Camila encostou na parede do estacionamento.

A voz dela estava baixa, quase quebrada.

— Algumas semanas antes do nosso casamento, eu recebi uma ligação da minha mãe.

Mateus cruzou os braços.

— E?

— Disseram que iam tomar a casa deles.

Ela respirou fundo.

— E que algumas pessoas estavam procurando a família inteira.

Mateus franziu a testa.

— Que pessoas?

— Gente que emprestou dinheiro.

O silêncio entre eles ficou pesado.

— Eles começaram a perguntar de mim — continuou Camila. — Descobriram que eu trabalhava em Salvador.

Mateus sentiu um arrepio.

— Então você decidiu fugir?

— Eu decidi proteger você.

Mateus soltou uma risada amarga.

— Me proteger?

Camila assentiu.

— Se descobrissem que eu tinha marido… poderiam ir atrás de você também.

Mateus passou a mão pelo rosto.

— Então você preferiu me destruir.

Ela chorava em silêncio.

— Antes do casamento, eu vendi o carro velho do meu pai. Peguei dinheiro emprestado com um primo. Juntei o máximo que consegui.

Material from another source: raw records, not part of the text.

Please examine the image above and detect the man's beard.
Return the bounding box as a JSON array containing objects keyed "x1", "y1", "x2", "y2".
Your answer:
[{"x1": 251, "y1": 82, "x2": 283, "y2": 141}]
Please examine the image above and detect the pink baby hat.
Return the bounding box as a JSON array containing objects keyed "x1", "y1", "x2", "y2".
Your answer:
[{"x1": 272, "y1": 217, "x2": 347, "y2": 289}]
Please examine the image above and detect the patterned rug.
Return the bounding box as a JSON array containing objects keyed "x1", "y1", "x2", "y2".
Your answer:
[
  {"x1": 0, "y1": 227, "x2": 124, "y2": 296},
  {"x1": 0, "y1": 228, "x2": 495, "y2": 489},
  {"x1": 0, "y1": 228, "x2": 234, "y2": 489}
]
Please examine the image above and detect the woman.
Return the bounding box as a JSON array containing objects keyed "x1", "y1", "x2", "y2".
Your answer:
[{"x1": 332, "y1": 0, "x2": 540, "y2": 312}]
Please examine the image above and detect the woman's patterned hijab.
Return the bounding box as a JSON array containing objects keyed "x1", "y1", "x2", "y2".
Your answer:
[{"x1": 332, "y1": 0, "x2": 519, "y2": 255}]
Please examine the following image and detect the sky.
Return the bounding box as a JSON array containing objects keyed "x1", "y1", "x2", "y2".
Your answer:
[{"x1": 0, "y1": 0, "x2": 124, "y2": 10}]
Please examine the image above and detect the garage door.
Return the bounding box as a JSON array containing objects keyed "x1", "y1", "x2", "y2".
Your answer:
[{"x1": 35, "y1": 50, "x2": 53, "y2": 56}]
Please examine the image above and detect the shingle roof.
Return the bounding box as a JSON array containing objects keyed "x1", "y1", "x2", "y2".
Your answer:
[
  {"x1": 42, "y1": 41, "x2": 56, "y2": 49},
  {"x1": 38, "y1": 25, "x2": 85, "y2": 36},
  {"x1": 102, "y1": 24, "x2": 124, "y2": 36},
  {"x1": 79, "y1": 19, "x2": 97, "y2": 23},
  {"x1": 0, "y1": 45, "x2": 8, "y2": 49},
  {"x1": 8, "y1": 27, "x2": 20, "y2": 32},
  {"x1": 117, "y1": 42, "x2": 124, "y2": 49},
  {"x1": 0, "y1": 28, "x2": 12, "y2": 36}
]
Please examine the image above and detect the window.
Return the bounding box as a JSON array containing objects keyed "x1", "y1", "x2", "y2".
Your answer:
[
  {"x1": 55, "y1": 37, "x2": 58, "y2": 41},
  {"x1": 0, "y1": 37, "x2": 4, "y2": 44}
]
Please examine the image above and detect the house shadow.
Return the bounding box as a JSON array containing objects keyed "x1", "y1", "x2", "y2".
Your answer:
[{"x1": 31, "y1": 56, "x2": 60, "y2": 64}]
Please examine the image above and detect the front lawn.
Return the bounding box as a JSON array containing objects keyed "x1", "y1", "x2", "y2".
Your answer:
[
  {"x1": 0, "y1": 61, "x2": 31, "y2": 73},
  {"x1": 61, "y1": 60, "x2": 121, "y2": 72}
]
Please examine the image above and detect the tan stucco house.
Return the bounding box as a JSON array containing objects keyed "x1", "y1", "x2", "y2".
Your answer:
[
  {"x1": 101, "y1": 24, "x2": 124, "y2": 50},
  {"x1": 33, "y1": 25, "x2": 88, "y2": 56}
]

Mateus lembrou do envelope.

— O dinheiro…

— Eu deixei para você.

Ele olhou para ela, incrédulo.

— Você acha que aquilo compensa?

— Não era compensação — disse ela. — Era segurança.

Mateus ficou em silêncio.

— Eu precisava pagar parte das dívidas da minha família — continuou Camila. — E trabalhar para pagar o resto.

Ela apontou para o uniforme.

— Eu trabalho assim há cinco anos.

Mateus sentiu o peito apertar.

— Você podia ter me contado.

Camila balançou a cabeça.

— E se você resolvesse me ajudar?

— Eu ajudaria.

— É exatamente por isso.

Os olhos dela encontraram os dele.

— Eu não queria que sua vida virasse esse caos.

Mateus respirou fundo.

— Você tirou de mim o direito de escolher.

Camila ficou em silêncio.

Depois de alguns segundos, disse:

— Talvez.

O céu já estava escurecendo.

Mateus sentia a cabeça girar.

Cinco anos de raiva.

Cinco anos imaginando traição.

E agora tudo parecia diferente.

— Você ainda me ama? — ele perguntou, de repente.

Camila demorou para responder.

— Eu nunca deixei de amar.

A resposta doeu mais do que ele esperava.

Mateus passou a mão pelos cabelos.

— Então por que ir embora de novo?

Camila sorriu tristemente.

— Porque agora você sabe a verdade.

— Isso muda tudo.

Ela olhou para o chão.

— Muda mesmo.

Naquela noite, Mateus voltou para um pequeno quarto de pensão em Feira de Santana.

Ele não dormiu.

Ficou sentado na cama olhando para o celular, lembrando de cada momento dos últimos cinco anos.

Das vezes em que disse aos amigos:

“Ela acabou com minha vida.”

Das vezes em que imaginou que ela tinha fugido com outro homem.

Agora tudo parecia ridiculamente errado.

Na manhã seguinte, ele voltou ao hotel.

— Bom dia — disse à recepcionista. — A funcionária Camila está trabalhando?

A mulher olhou o computador.

— Camila?

— Isso.

Ela fez uma careta.

— Ela pediu demissão hoje cedo.

Mateus sentiu o estômago afundar.

— Demissão?

— Saiu antes do amanhecer.

— Para onde ela foi?

A recepcionista deu de ombros.

— Não deixou endereço.

Mateus saiu do hotel devagar.

Ficou parado na calçada por muito tempo.

O barulho da cidade começava: motos, ônibus, vendedores ambulantes.

Camila tinha desaparecido outra vez.

Mas agora era diferente.

Agora ele sabia.

Ela não tinha ido embora por falta de amor.

Tinha ido embora por amor demais.

Meses depois, Mateus voltou à rotina em Salvador.

Trabalho, casa, praia aos domingos.

A vida seguiu.

Mas havia algo que ele carregava consigo.

O dinheiro ainda estava no banco.

Os oitenta mil reais.

E toda vez que pensava em usar aquele valor, ele lembrava de uma coisa:

Às vezes, alguém quebra seu coração…

não para machucar você.

Mas para proteger sua vida inteira.

‼️‼️‼️Nota final para o leitor: Esta história é inteiramente híbrida e ficcional. Qualquer semelhança com pessoas, eventos ou instituições reais é mera coincidência e não deve ser interpretada como fato jornalístico.